How to Test on Individual Emails
Let's verify our model works by testing it on a specific email. We'll first print the cleaned text at index 56 and its actual label to see what we're working with. Then we'll ask the model to predict it.
print(X_sentences[56])
print(y[56])
Output:
Subject localized software all languages available hello we would like to offer localized software versions german french spanish uk and many others aii iisted software is available for immediate downioad no need to wait week for cd deiivery just few exampies norton lnternet security pro windows xp professionai with sp fuil version corei draw graphics suite dreamweaver mx homesite inciudinq macromedia studio mx just browse our site and find any software you need in your native ianguaqe best reqards kayieen
1
This is clearly a spam email trying to sell pirated software. The actual label is 1 (spam). Now pass this single email through the same pipeline — first transforming it into a TF-IDF vector using the already-fitted vectorizer, then calling predict() on the result. It's important to use the same vectorizer that was fitted on the training data, so the word-to-index mapping is consistent.
print(spam_detector.predict(vectorizer.transform([X_sentences[56]])))
Output:
[1]
The model correctly identifies this promotional email as spam.
Key Takeaways
Naive Bayes is powerful for text classification despite its simplifying assumptions.

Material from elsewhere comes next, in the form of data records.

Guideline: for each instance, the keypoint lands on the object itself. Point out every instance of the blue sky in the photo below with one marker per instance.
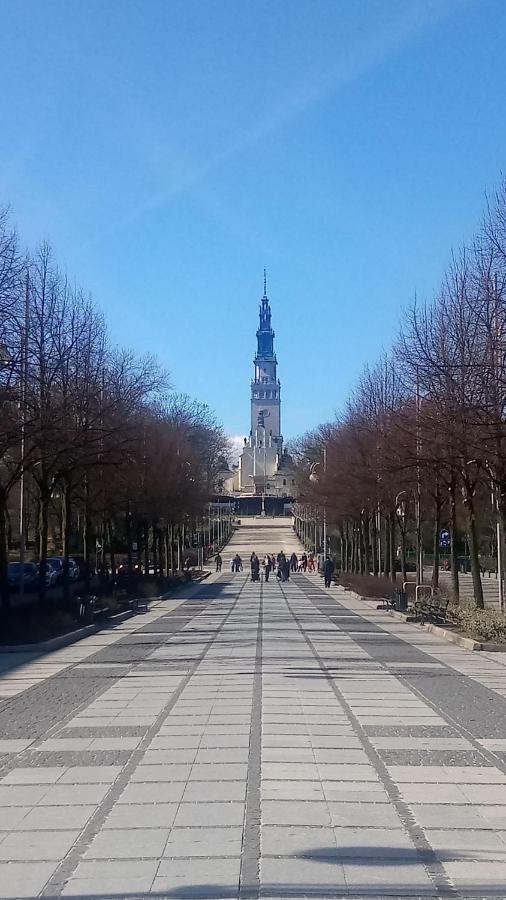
(170, 150)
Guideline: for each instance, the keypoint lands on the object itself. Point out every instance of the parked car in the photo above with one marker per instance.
(27, 572)
(57, 563)
(83, 567)
(51, 575)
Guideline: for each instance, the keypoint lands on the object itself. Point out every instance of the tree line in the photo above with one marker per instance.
(95, 448)
(420, 449)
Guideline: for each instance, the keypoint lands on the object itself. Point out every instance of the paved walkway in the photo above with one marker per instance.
(258, 740)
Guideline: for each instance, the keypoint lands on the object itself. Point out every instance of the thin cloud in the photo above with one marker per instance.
(393, 36)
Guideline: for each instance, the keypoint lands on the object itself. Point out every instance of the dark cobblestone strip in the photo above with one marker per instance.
(42, 711)
(442, 884)
(472, 698)
(249, 880)
(67, 867)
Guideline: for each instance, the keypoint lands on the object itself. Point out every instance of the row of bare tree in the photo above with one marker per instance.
(89, 433)
(421, 445)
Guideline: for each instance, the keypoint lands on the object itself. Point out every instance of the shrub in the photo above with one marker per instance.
(480, 624)
(367, 585)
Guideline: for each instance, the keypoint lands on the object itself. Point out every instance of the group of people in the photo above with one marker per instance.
(280, 565)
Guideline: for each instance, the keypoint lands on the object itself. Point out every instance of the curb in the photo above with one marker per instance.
(450, 636)
(65, 640)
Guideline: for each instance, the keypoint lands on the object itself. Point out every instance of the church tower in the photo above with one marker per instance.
(265, 387)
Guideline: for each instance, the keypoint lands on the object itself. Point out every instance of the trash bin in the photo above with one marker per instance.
(401, 601)
(464, 564)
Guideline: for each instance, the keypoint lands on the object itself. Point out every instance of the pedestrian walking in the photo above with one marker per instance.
(328, 569)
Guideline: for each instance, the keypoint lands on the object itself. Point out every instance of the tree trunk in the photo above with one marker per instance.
(146, 548)
(364, 527)
(171, 538)
(112, 554)
(128, 534)
(45, 497)
(154, 550)
(67, 526)
(386, 547)
(180, 549)
(436, 539)
(392, 535)
(86, 533)
(454, 535)
(402, 534)
(473, 547)
(4, 581)
(374, 547)
(166, 547)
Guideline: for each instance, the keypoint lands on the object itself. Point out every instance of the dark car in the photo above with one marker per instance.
(57, 564)
(83, 566)
(27, 572)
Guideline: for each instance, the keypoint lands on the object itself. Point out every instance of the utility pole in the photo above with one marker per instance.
(24, 378)
(324, 505)
(419, 534)
(495, 493)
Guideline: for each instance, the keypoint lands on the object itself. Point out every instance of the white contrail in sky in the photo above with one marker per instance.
(393, 36)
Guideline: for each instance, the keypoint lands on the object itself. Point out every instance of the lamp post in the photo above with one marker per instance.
(313, 476)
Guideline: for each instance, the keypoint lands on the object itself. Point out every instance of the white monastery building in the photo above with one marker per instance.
(264, 467)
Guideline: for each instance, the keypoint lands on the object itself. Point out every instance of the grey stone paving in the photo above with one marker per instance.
(258, 741)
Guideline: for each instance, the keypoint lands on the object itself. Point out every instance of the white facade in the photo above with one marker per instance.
(262, 454)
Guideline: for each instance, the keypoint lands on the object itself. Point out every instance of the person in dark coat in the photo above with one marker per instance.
(328, 569)
(255, 567)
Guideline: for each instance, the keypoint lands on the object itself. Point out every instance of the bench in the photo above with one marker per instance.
(136, 604)
(398, 601)
(433, 607)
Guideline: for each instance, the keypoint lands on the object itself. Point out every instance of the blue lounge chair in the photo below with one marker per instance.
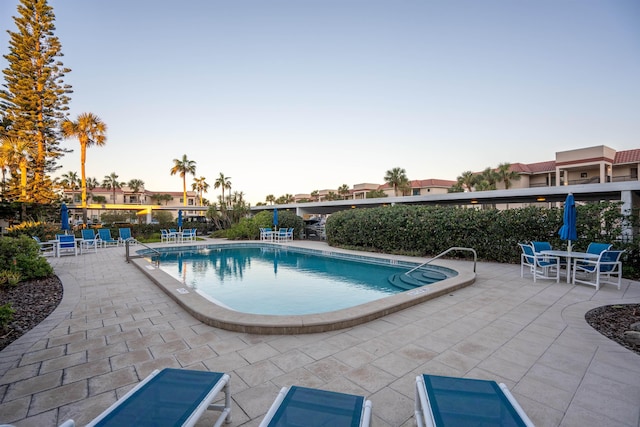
(125, 236)
(281, 235)
(541, 246)
(90, 240)
(266, 234)
(46, 248)
(105, 237)
(597, 248)
(446, 401)
(170, 397)
(310, 407)
(606, 269)
(66, 245)
(540, 266)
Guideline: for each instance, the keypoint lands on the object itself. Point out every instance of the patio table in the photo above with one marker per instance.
(568, 255)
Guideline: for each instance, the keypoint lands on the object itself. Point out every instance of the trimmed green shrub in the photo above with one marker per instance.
(22, 254)
(493, 233)
(6, 315)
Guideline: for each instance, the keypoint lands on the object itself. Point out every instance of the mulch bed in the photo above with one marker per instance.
(32, 301)
(613, 321)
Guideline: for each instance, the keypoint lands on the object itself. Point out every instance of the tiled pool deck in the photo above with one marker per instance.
(114, 326)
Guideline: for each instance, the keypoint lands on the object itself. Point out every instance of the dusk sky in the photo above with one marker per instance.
(291, 96)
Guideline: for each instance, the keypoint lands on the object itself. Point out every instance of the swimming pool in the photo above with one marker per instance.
(284, 281)
(219, 316)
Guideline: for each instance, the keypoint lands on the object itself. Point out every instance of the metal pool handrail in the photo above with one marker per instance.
(455, 248)
(128, 258)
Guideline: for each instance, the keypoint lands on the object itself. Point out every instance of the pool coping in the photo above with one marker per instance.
(215, 315)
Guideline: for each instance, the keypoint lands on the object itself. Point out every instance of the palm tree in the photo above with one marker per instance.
(4, 162)
(201, 186)
(396, 178)
(90, 130)
(467, 180)
(506, 175)
(92, 183)
(224, 183)
(16, 154)
(111, 182)
(136, 185)
(183, 167)
(70, 182)
(344, 191)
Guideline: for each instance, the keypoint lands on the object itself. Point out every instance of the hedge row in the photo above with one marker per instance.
(494, 234)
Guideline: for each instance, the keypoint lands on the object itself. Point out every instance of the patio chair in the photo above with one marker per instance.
(66, 244)
(607, 269)
(266, 234)
(46, 248)
(125, 236)
(166, 236)
(105, 238)
(310, 407)
(597, 248)
(541, 246)
(540, 266)
(188, 234)
(89, 241)
(443, 401)
(170, 397)
(281, 235)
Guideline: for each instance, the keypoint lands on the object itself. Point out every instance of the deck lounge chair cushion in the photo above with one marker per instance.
(314, 407)
(464, 401)
(167, 400)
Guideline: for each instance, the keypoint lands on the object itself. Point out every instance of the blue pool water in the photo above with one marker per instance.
(262, 279)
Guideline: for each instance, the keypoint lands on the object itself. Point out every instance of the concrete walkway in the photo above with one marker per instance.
(114, 327)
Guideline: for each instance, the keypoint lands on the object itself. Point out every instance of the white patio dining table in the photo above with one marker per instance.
(568, 256)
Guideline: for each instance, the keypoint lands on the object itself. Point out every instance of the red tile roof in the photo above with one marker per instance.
(628, 156)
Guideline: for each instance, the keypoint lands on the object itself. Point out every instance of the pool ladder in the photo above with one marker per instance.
(128, 257)
(454, 248)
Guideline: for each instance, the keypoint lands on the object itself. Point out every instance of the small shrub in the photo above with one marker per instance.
(6, 315)
(11, 278)
(22, 254)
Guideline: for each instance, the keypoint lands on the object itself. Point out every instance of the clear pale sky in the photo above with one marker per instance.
(291, 96)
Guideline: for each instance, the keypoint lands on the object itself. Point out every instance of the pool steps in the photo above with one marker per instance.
(415, 279)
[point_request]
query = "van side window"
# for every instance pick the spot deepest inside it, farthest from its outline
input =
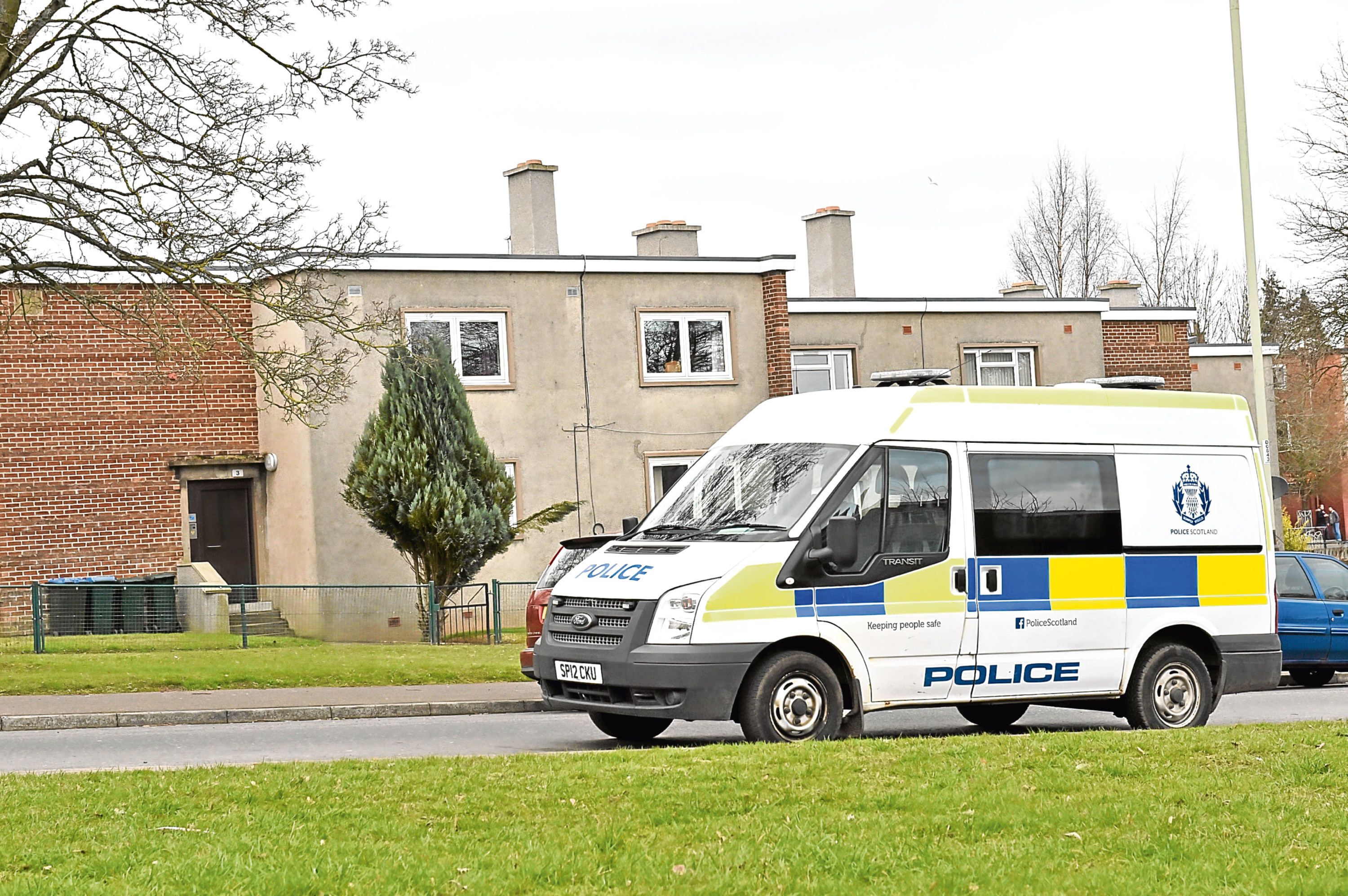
(1292, 580)
(917, 516)
(1034, 504)
(902, 499)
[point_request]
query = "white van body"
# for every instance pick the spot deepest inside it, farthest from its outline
(1015, 546)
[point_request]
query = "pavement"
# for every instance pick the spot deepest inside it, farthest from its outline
(263, 705)
(505, 733)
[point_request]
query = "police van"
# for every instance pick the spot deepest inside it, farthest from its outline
(982, 547)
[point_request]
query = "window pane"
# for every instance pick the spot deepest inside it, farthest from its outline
(1332, 577)
(842, 371)
(480, 348)
(918, 514)
(865, 502)
(1292, 580)
(997, 376)
(421, 332)
(707, 345)
(1026, 504)
(666, 475)
(811, 382)
(662, 351)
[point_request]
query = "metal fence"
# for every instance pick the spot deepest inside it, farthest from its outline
(131, 616)
(510, 599)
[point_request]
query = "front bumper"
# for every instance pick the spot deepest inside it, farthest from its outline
(660, 681)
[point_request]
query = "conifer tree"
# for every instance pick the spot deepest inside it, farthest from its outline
(424, 477)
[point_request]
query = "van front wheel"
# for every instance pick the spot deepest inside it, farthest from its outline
(1171, 689)
(792, 697)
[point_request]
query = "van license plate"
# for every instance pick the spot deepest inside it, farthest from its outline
(580, 673)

For spam detection, it achieves excellent accuracy with minimal computational cost.
Text preprocessing matters. Removing noise (special characters, numbers, extra spaces) helps the algorithm focus on meaningful patterns.
TF-IDF captures word importance effectively. It gives higher weight to distinctive words that help differentiate spam from legitimate emails.
Always evaluate with multiple metrics. Accuracy alone can be misleading, especially with imbalanced datasets. Precision, recall, and F1-score give a complete picture.
Start simple. Before reaching for complex deep learning models, try classical algorithms like Naïve Bayes. They're interpretable, fast, and often surprisingly effective.
Next Steps
Want to improve this spam detector further? Here are some ideas:
Experiment with different vectorizers: Try CountVectorizer or word embeddings (Word2Vec, GloVe)
Handle class imbalance: Use techniques like SMOTE or adjust class weights
Feature engineering: Add features like email length, number of links, or sender domain
Try other algorithms: Compare with SVM, Random Forest, or gradient boosting
Deploy the model: Build a simple API using Flask or FastAPI
Conclusion
You've built a spam email classifier that achieves over 97% accuracy using the Naïve Bayes algorithm. Along the way, you learned about text preprocessing, feature extraction with TF-IDF, and model evaluation techniques.
The beauty of this approach is its simplicity. With just a few dozen lines of code, you've created something that actually works—and now you understand the principles behind commercial spam filters.
Feel free to experiment with the code, try different parameters, and see how the results change. That's the best way to deepen your understanding.